I hate giving advice because the world today is so different then when I came up in the business. I didn’t have to contend with AI creating synthetic actors but just as it was true when I was coming up we always need stories and we always need story tellers so keep telling your stories. There will never be enough stories and the more fucked up the world is the more stories we need in order to understand ourselves. Also don’t pay much attention to those who sit at the intersection of commerce and art and will tell you what the business wants, because this business is fickle and what’s hot on Monday is yesterday’s news by the end of the week and so no one has their finger on the pulse except that artist who has his finger on his own pulse.
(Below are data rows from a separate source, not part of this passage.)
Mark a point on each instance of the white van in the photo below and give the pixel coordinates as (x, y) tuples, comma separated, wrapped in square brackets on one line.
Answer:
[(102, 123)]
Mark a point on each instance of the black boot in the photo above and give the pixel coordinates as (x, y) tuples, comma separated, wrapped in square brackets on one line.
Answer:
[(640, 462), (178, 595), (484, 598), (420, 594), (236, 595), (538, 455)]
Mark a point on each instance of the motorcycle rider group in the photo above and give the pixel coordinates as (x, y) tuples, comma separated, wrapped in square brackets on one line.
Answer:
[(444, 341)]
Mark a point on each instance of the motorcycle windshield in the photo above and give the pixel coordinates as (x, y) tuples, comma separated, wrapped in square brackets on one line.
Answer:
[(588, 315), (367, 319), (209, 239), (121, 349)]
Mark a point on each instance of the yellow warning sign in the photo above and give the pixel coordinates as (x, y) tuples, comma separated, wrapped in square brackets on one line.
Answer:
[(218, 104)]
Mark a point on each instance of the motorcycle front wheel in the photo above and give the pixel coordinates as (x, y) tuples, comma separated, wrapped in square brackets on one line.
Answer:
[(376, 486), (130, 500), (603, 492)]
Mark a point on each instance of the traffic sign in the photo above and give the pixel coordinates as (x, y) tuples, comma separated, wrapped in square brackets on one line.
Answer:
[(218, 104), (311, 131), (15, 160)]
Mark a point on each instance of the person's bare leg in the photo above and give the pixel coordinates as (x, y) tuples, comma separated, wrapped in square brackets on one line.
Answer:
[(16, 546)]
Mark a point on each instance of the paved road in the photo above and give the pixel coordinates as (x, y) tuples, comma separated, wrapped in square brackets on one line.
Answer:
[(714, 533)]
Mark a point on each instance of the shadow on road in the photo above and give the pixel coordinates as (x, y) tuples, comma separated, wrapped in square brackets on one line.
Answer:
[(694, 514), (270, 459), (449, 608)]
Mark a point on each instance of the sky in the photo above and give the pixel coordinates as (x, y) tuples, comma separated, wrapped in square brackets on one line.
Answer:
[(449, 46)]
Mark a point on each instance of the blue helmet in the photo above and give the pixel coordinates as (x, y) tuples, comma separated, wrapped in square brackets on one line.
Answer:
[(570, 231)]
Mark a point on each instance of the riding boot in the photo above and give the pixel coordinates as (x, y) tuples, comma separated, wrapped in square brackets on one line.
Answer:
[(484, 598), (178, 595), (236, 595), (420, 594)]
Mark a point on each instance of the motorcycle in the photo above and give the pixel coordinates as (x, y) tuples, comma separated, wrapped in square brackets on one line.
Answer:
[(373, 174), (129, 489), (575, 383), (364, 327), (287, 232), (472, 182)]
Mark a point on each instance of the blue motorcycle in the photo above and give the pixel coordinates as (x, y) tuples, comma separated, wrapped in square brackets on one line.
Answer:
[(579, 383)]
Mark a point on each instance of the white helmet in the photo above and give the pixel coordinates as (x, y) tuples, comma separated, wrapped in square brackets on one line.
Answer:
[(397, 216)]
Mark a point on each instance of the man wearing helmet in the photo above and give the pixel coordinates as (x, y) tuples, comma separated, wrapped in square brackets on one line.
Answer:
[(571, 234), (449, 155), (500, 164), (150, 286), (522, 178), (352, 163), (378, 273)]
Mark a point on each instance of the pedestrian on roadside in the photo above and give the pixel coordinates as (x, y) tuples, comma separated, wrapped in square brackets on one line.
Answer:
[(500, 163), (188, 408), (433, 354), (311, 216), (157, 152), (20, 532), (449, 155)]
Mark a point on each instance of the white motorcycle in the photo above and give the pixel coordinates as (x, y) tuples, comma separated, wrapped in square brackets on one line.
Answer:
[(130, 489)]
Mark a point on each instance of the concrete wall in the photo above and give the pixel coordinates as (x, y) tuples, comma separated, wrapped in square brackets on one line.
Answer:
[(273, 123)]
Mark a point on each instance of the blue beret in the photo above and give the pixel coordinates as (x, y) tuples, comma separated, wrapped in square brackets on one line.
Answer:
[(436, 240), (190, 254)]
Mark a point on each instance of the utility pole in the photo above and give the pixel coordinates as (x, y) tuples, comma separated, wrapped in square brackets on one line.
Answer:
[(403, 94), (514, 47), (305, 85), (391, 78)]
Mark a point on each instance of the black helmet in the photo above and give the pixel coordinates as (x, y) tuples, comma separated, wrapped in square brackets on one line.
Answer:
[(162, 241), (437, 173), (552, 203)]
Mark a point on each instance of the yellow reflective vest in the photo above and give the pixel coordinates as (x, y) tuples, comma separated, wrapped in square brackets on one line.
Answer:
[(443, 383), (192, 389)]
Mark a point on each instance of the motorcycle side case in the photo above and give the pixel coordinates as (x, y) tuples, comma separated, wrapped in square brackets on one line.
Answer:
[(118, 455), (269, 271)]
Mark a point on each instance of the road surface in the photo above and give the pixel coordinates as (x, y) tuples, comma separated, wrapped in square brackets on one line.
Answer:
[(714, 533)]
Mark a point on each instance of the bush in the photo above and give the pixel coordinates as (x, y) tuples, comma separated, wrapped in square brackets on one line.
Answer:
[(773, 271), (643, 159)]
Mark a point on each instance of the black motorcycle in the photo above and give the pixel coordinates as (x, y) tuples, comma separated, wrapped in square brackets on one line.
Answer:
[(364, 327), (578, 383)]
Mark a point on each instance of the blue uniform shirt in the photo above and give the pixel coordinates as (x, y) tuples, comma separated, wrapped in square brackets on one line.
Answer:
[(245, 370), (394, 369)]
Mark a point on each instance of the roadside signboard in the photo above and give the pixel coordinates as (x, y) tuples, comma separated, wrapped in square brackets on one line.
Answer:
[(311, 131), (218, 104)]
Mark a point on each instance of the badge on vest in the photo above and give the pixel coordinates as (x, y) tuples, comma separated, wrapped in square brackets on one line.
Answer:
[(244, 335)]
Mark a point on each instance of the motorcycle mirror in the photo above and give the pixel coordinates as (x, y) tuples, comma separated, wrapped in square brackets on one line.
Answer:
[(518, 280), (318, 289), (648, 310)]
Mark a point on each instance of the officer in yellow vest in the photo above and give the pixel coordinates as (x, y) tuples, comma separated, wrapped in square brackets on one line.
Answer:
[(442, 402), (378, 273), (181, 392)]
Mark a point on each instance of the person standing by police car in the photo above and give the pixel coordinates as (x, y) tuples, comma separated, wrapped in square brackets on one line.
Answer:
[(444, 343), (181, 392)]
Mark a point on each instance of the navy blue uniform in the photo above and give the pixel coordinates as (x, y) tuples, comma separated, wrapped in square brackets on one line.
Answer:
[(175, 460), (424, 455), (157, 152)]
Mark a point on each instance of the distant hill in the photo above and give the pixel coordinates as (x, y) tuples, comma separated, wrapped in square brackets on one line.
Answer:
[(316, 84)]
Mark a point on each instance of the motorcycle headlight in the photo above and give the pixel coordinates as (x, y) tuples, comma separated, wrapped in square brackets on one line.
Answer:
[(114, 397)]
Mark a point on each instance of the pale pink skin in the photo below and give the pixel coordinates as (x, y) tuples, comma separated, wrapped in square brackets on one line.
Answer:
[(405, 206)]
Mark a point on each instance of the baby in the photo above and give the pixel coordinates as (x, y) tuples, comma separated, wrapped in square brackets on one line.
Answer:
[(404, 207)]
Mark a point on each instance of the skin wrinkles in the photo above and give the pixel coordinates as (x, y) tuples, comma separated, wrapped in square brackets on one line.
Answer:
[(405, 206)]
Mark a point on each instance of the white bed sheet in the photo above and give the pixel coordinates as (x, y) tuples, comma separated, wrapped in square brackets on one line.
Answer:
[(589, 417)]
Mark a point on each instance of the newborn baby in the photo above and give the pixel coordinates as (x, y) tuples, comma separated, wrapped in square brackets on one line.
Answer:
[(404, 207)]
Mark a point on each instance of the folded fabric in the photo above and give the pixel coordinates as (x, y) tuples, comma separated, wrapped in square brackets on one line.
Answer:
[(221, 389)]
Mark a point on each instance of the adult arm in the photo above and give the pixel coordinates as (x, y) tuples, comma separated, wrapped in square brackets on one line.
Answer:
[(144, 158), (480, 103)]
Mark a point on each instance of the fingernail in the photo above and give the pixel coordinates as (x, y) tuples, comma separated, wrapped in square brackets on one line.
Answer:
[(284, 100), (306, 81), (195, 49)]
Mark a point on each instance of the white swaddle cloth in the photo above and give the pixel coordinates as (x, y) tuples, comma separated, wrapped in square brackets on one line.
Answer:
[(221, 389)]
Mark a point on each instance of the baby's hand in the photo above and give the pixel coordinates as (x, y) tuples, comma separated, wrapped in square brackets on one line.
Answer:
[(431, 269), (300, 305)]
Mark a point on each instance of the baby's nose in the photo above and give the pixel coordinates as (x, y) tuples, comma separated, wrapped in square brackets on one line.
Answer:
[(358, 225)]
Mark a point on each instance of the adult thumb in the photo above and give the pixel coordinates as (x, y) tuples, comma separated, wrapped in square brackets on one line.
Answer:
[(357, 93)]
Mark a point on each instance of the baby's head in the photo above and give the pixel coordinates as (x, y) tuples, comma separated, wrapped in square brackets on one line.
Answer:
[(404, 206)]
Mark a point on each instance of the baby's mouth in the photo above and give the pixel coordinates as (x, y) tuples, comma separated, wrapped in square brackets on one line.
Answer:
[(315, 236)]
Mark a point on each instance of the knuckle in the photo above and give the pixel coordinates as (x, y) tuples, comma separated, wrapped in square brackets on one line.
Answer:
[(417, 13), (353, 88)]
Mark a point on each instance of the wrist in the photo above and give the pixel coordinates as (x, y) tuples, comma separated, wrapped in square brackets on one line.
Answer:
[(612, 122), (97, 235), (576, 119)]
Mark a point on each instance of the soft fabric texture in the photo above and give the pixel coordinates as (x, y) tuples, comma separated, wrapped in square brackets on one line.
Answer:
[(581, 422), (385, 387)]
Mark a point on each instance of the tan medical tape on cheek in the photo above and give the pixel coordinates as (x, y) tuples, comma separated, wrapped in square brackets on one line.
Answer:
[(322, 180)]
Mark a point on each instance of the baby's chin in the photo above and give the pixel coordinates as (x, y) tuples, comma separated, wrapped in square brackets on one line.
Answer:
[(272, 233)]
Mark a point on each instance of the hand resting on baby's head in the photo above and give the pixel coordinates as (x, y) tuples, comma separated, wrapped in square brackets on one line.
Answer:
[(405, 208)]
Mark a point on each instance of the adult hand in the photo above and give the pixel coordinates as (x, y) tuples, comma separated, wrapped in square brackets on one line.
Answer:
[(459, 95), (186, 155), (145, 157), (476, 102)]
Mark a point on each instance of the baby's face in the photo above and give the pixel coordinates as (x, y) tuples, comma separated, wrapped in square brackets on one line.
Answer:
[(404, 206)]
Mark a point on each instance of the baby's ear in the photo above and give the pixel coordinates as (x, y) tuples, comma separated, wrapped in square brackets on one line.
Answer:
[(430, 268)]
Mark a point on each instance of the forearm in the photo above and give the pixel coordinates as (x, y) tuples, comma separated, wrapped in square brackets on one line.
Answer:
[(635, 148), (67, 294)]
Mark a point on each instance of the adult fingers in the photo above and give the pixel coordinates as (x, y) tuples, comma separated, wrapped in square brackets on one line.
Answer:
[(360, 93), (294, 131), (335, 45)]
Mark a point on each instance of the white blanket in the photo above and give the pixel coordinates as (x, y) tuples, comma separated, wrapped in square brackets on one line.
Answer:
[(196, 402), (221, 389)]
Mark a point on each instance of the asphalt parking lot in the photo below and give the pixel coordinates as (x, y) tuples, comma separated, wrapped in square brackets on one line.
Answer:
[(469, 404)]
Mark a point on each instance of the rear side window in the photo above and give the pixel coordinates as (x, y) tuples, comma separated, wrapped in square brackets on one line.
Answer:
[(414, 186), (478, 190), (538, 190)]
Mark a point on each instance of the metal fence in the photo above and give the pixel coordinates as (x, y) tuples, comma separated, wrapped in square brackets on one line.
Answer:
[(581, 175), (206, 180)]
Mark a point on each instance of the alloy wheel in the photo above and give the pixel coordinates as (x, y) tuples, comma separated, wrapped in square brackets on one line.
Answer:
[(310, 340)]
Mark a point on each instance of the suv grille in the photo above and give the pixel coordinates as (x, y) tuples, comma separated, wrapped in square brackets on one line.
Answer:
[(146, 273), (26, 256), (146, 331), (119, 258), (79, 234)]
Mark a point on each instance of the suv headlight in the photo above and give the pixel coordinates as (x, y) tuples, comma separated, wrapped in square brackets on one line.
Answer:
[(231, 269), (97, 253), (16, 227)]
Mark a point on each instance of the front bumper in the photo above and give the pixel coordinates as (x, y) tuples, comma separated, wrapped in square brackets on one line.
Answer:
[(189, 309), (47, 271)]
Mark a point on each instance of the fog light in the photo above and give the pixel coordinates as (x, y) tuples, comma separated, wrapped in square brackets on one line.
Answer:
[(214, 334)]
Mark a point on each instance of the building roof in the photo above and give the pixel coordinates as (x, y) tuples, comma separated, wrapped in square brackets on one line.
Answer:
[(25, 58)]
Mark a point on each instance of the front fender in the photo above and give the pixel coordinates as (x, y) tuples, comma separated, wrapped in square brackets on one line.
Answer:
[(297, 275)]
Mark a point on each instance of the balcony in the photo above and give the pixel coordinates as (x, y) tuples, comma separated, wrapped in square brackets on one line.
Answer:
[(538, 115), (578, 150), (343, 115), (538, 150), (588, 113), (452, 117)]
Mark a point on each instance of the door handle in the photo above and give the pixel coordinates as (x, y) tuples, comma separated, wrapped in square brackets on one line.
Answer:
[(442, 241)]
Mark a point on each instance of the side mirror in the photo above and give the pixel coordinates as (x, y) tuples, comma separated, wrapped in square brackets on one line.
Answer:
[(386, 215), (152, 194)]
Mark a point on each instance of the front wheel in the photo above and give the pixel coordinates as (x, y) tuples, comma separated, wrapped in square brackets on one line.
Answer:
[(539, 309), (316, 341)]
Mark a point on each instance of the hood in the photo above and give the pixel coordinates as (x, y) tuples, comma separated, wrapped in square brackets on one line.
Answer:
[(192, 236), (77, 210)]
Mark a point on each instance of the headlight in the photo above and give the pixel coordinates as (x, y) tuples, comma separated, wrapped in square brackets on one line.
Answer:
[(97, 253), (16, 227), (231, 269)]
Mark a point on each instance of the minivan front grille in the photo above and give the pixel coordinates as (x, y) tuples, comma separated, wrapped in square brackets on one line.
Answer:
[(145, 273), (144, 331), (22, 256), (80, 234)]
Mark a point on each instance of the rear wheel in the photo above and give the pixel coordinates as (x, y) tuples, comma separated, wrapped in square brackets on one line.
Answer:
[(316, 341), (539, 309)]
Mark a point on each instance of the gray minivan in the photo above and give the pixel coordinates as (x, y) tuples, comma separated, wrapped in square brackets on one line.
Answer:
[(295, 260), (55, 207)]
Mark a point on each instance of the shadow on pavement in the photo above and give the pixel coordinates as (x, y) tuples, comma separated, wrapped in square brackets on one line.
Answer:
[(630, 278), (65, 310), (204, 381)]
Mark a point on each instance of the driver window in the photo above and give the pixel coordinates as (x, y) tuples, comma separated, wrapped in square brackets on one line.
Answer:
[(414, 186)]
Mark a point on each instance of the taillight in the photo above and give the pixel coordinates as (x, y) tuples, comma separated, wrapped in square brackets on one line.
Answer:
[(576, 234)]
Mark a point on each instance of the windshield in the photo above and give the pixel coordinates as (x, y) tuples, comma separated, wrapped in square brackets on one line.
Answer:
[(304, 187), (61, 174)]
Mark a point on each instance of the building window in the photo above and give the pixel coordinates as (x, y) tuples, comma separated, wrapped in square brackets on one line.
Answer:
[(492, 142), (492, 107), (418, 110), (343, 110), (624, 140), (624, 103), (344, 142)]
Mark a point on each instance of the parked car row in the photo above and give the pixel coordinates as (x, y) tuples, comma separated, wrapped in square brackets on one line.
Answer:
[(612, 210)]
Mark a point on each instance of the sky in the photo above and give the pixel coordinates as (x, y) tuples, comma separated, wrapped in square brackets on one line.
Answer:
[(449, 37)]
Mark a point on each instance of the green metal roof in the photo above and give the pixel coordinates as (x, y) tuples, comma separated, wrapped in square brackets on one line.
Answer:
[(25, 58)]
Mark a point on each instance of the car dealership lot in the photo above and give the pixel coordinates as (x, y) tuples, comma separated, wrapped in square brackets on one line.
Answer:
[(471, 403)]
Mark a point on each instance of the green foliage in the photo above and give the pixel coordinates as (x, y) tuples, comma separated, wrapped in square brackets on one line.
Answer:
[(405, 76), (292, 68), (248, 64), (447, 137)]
Devil in Silver arrives on AMC+ on May 7th, with new episodes running through the summer — and the timing puts you in a remarkable position of having a Peacock series, a Broadway production, and now a prestige AMC+ drama all in the cultural conversation simultaneously. Devil in Silver is adapted from Victor LaValle’s celebrated novel, which lives at this specific intersection of horror, social commentary, and dark humor that feels very much in your wheelhouse. What drew you to this particular story, and what does the AMC+ platform and this moment in prestige television mean for a project like this?


The timing of all three of these projects coming out at the same time could never have been planned but I’m incredibly grateful  for this moment. Truth be told, horror was never a genre that I gravitated towards but I realized during my time on Evil how effective it was and is as a tool for social commentary and The Devil in Silver takes on the world of mental health and the medical system and how bureaucratic and corporate systems operate specifically to keep people in place, keep people addicted and dependent rather than flourish, grow and evolve. We see it today in our world more than ever as we watch how easily the systems of power can subsume weak men into denying their own values and conscience and commit acts of barbarism. It was that commentary that drew me to the project. Prestige television can, in this moment, as we see the silencing of dissent across media platforms, take on stories that of course primarily entertain us,  but also challenge us and make us think and even feel uncomfortable. My hope is that this does just that.